Not only that, it turns out Djerf al Nadaf was a seed purification plant after all. Dr. Basil was the head of production design. Alwan worked for him as an engineer, but only while the facility was being built.

"Rafid left few months after we finished Djerf al Nadaf, which was I would expect Rafid left sometime 1995," Dr. Basil says.

He did. 60 Minutes discovered Alwan then worked at the Babel television production company, where he stole expensive equipment. An arrest warrant was issued for him; charges were dropped when Alwan agreed to repay Babel. After that misadventure? The man who invited Alwan to his wedding, Dr. Hillal al Dulaimi, says Alwan's career took an even more unlikely turn.

"He working for a cosmetics," Dr. Hillal tells Simon. "He did some homemade cosmetics."

As for the biological accident that supposedly killed 12 people at Djerf al Nadaf in 1998? It never happened. Rafid Alwan wasn't even in Iraq when he said it happened. He had left the country, first traveling to Jordan, then Egypt, then Libya, before making his way to Morocco. From there, Alwan's trail ran cold, until he showed up in Germany and became Curve Ball. The case finally ended in Munich in March 2004, when the Germans allowed a CIA officer to interrogate Curve Ball.

"And the key thing, I think, was the wall. He showed him pictures of the wall," Drumheller remembers.

What did Curve Ball say?

"'You doctored these pictures.' And he said, 'No, we didn't.' He said, we didn't doctor them," Drumheller says.

The wall had been built in 1997. Curve Ball didn't know it existed because he had already left Djerf al Nadaf.

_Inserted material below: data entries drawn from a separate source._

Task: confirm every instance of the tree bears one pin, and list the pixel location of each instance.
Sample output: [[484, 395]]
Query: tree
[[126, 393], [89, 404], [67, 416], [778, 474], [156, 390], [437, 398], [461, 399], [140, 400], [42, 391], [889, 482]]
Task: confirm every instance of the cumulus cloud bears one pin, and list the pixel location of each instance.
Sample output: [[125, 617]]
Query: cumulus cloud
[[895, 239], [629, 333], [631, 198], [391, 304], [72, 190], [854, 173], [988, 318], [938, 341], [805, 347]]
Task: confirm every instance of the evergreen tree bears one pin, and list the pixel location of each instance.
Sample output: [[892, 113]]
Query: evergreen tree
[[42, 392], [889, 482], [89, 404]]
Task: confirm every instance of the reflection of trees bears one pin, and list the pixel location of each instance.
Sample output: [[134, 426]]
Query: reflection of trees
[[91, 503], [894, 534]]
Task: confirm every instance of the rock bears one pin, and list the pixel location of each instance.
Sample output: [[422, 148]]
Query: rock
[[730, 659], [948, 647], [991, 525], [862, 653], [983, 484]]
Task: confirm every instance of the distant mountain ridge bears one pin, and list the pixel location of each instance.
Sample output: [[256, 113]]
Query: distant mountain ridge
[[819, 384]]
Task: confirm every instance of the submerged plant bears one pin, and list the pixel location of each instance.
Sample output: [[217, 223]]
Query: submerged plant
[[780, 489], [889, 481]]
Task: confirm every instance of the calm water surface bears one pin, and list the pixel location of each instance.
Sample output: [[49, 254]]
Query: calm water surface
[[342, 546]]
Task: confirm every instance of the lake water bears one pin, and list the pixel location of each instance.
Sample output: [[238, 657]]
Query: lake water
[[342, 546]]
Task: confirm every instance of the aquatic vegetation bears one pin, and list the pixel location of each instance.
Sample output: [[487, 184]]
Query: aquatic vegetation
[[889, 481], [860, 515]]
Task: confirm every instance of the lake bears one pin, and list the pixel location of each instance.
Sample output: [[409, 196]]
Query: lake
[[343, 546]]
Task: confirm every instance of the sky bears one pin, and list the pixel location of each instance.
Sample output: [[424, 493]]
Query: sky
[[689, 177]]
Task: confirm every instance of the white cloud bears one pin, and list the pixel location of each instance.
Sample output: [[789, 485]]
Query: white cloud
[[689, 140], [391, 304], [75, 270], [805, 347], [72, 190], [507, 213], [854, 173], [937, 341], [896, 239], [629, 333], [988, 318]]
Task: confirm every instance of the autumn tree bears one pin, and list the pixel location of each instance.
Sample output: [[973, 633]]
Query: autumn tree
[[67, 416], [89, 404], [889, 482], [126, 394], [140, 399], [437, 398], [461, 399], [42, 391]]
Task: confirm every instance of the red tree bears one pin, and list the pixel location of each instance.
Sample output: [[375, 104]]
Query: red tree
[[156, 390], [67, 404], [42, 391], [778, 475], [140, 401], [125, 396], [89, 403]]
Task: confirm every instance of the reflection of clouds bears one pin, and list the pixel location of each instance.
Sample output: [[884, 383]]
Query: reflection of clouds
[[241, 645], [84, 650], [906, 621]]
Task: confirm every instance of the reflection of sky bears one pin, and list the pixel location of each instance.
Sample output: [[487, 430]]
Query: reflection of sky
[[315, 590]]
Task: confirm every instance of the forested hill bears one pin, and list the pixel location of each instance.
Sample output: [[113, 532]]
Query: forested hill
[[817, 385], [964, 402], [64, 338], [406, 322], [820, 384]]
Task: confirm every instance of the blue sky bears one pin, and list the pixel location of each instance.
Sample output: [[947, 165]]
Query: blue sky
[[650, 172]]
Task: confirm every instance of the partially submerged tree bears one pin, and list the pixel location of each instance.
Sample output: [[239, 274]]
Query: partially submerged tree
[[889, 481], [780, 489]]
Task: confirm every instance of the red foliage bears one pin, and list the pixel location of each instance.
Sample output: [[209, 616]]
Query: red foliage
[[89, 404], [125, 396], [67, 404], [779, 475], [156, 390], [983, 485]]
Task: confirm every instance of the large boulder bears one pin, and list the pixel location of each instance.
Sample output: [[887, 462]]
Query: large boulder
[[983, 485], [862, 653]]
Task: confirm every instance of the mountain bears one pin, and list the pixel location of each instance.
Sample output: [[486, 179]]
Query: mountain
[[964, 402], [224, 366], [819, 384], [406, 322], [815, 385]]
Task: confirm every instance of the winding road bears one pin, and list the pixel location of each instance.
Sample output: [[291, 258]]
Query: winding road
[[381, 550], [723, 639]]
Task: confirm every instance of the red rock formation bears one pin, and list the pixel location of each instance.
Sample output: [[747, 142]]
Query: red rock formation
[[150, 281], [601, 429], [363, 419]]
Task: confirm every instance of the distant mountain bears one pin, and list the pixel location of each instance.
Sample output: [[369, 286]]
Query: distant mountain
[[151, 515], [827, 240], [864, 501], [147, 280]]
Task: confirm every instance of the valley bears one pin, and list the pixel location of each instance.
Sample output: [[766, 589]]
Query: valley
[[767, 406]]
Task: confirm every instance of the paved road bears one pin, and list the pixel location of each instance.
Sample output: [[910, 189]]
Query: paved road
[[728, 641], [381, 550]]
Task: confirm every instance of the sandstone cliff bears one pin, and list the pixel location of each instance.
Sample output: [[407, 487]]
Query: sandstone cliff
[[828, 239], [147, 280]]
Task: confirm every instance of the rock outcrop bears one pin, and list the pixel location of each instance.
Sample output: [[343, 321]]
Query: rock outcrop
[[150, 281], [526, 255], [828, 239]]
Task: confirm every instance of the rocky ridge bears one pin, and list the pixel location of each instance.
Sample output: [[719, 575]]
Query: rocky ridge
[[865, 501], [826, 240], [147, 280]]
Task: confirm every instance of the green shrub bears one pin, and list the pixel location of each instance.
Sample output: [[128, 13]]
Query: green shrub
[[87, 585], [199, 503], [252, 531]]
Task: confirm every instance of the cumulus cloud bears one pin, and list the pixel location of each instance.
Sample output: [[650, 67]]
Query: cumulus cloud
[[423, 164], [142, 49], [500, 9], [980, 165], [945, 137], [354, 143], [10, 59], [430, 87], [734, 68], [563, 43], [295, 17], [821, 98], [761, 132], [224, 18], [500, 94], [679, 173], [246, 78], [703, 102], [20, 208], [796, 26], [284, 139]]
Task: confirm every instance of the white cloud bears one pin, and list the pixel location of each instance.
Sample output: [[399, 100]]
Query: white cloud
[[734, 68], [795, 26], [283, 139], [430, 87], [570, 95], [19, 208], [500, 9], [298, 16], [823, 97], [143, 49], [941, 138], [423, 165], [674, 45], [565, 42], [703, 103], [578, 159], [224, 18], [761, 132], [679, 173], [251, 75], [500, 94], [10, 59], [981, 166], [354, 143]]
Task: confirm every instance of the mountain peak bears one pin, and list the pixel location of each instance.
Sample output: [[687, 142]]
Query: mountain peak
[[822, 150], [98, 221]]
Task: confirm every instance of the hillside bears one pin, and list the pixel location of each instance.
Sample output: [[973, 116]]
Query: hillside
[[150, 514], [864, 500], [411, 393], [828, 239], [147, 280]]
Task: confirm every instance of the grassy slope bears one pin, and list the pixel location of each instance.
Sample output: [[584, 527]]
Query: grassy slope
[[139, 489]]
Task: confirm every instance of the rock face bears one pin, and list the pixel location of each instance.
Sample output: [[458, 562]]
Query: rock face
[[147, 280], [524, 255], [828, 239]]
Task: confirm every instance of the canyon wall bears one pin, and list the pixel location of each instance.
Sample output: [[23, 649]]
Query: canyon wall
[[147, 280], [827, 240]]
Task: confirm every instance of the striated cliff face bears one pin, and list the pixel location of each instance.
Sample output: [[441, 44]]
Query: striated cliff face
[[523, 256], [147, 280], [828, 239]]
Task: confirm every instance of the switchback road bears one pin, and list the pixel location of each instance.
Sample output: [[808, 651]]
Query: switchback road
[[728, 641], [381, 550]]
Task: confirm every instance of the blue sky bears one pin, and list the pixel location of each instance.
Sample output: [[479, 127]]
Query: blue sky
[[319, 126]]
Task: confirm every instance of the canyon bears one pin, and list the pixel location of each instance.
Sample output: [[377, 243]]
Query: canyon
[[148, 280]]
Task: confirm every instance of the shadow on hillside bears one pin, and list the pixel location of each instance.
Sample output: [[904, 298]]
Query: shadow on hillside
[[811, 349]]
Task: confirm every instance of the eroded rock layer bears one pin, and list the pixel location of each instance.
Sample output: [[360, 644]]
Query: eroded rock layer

"Curve Ball was caught," Simon remarks.

"And Curve Ball said, 'I don't think I'm gonna say anything else,'" Drumheller says.

The CIA finally acknowledged Curve Ball was a fraud. But why did he do it?

Former CIA insider Tyler Drumheller has an idea. "It was a guy trying to get his Green Card, essentially, in Germany, playing the system for what it was worth. It just shows sort of the law of unintended consequences," he says.

Rafid Alwan got what he wanted. He is thought to be living in Germany today, most likely under a new name, after pulling off one of the deadliest con jobs of our time.